The cruise – a perfect choice for reduced mobility

With ports opening back up, cruise ships are back in regular action. The reason a cruise holiday is so popular with the elderly community is due to how accommodating these lines are with mobility needs. Whether it’s attention paid to easy hallway and doorway movement, or the close proximity to amenities, a cruise ship is a great choice for any touring party with a mobility impaired member.

Being on a cruise ensures you get plenty of variety in your holiday, with a number of different boarding spots to disembark at and explore. The cruise holiday is excellent for those looking to simplify their connections and travel time – once you’ve boarded, there won’t be any additional travel to think about until you return to the final port to get to the airport and go home.


Planning and packing for the trip

Getting ready to go on holiday? Packing for a holiday with a mobility impaired person in the group is much like any other holiday. However, you will want to take stock of all the assistive equipment and any medications if applicable. It’s important to have everything needed for the duration of the holiday – and a bit longer in case of issues with flights that lead to delays in getting home.

If you work with an occupational therapist, they can help advise the best approach to managing while travelling.

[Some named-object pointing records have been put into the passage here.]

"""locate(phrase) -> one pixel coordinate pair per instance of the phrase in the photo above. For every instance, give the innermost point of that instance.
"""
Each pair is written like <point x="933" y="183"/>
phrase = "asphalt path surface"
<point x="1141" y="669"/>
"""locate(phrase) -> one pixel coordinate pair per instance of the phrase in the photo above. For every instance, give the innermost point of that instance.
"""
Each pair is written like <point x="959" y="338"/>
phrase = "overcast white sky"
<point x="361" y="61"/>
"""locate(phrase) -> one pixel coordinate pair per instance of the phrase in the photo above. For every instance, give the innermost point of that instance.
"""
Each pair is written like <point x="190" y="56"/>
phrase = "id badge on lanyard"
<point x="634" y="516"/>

You should also get in touch with each travel provider (flights, shuttles, trains etc) and ensure that the equipment you need to bring has been shared with them – this helps to make arrangements like prioritising you for boarding or assisting with a booking that places your seats in a more convenient place.

The information in this article is intended as general information only and is not a replacement for official health guidance by your local medical providers. Please always consult an occupational therapist and/or local healthcare for more specific guidance.